This project is supported by Segmind
This is a UI based hyper-parameter controller, which let's you control the following.
- start, pause and stop a live training.
- reset the learning rate on dynamically while training is in progress.
- take a snapshot at will
more functionalities are to be added
This package depends on MQTT protocol for communication. So, it is expected that an MQTT broker is up and running in 'localhost' at port 1883(default port).
Install it by :
sudo apt-get update
sudo apt-get install mosquitto
sudo apt-get install mosquitto-clients
Python dependencies:
- python >= 3.6.8
- paho-mqtt
- PyQt5
- tensorflow >= 1.14
Note: This package is intended and tested for tensorflow-keras api and NOT keras with tensorflow 'backend'
you can try the following example
save the follwing example fashion_mnist_jukebox.py
from __future__ import absolute_import, division, print_function, unicode_literals
import tensorflow as tf
from tensorflow import keras
# import the callback
from keras_jukebox import JukeBoxCallback
fashion_mnist = keras.datasets.fashion_mnist
(train_images, train_labels), (test_images, test_labels) = fashion_mnist.load_data()

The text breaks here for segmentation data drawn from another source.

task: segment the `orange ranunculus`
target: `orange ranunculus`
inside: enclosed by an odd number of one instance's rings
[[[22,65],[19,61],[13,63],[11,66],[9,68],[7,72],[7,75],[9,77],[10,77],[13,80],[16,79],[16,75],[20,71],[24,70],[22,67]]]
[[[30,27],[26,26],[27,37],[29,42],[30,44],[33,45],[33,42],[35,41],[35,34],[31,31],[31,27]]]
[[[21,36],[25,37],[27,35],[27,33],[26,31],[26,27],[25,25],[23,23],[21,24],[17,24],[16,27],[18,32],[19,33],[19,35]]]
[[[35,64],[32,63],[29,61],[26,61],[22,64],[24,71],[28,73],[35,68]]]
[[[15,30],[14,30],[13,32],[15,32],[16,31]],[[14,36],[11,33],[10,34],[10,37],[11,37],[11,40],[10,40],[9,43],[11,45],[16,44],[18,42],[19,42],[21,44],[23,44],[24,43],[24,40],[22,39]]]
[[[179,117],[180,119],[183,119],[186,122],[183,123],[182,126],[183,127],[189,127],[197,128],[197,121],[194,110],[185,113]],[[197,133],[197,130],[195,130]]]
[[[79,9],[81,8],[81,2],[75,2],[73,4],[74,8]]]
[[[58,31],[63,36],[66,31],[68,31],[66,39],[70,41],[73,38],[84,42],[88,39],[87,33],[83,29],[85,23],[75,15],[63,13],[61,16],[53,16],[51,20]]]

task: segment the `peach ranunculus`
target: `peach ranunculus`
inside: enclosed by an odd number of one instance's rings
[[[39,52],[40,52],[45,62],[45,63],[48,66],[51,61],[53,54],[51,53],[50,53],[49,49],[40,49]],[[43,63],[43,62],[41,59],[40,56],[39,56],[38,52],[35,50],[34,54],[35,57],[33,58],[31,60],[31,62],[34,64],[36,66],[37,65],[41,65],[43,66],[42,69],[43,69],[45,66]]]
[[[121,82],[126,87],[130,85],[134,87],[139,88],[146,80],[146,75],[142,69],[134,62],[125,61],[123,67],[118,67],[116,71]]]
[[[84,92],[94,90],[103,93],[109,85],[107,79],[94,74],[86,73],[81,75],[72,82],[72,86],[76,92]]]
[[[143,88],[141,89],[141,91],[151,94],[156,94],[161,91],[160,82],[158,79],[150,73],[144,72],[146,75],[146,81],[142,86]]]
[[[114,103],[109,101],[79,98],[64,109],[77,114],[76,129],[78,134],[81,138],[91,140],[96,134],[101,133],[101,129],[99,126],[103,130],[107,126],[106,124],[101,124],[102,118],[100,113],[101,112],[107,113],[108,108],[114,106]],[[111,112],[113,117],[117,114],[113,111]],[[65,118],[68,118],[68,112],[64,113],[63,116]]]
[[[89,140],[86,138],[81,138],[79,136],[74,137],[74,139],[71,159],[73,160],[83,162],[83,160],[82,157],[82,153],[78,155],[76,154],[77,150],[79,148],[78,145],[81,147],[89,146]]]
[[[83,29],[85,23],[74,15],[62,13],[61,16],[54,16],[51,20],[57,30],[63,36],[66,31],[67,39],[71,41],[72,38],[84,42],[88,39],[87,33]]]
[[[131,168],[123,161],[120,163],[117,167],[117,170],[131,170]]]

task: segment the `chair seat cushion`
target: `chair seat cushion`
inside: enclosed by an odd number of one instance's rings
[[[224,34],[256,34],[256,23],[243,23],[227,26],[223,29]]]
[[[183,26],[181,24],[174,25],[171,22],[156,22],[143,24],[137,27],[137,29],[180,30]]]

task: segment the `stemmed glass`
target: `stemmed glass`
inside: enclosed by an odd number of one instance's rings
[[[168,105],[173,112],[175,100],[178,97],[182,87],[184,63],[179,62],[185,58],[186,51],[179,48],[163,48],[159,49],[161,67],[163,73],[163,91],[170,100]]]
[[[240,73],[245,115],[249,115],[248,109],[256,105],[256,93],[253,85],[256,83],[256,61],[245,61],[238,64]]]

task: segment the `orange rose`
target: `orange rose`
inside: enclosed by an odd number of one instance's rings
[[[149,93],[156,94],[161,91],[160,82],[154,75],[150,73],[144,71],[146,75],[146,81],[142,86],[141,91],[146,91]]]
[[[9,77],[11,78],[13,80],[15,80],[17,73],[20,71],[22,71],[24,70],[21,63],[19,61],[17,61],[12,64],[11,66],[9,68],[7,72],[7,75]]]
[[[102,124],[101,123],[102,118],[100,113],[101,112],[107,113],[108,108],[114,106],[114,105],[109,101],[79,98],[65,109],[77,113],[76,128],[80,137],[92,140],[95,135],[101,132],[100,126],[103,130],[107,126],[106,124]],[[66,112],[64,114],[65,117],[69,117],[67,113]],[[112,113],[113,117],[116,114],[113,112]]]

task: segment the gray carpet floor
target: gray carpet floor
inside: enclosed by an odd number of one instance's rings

train_images = train_images / 255.0
test_images = test_images / 255.0
model = keras.Sequential([
keras.layers.Flatten(input_shape=(28, 28)),
keras.layers.Dense(128, activation='relu'),
keras.layers.Dense(10, activation='softmax')
])
model.compile(optimizer='adam',
loss='sparse_categorical_crossentropy',
metrics=['accuracy'])
# pass the jukebox callback to model.fit method
model.fit(train_images, train_labels, epochs=10, callbacks=[JukeBoxCallback(verbose=1)])
and run it. You will notice that the script starts but training doesn't, which is because it is paused and needs a JukeBox-UI to start.
Now, open a new terminal(Alt+ctrl+T) and start the JukeBox by typing:
start_jukebox
and you should see the UI pop up, note the algorithm is in pause mode by default. Hit the play button to start the training.